In today’s blog post, I want to explore “The Uniform” with you.

The definition of Uniform includes:

1)   The same, as in character or degree; unvarying;

2)   An identifying outfit or style of dress worn by the members of a given profession, organization, or rank.

When you think of uniform, what does it conjure up for you?

For me, it’s-

- Nurse’s uniform (I started my nursing career in a hospital wearing uniforms. Now morphed into “scrubs”- which don’t only stay in the hospital anymore)
- Police uniform
- Doctor’s white coat
- Military uniform
- Bowling shirts, athletic team-wear in general
- School uniform

In other words-I think of work clothing that distinguishes the wearer with a particular profession, team-sport or school. One day’s outfit is pretty much the same, even identical, from day to day.
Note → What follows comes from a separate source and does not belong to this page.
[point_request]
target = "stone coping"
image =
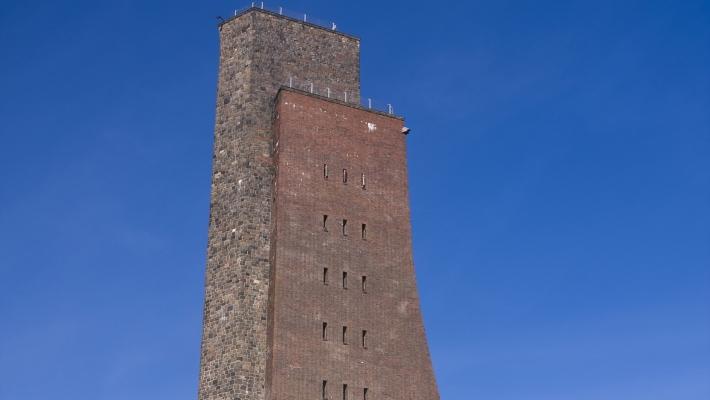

When I think a little broader, I remember my grandmother wearing her “uniform”-a cotton housedress with full-length apron over it. I have no idea how many of them she had-it could have been 2 or 10; they were memorably indistinguishable one from another, but they were definitely my grandma.

ways to look best

I’ve had friends who were both relieved and tortured when they first encountered a uniform requirement for their children’s camp or school. They claim to be cheaper and foster less competition in their wearers. And I know knitter-mothers who lament the coming school year’s need for yet another red sweater they feel compelled to knit for their growing child.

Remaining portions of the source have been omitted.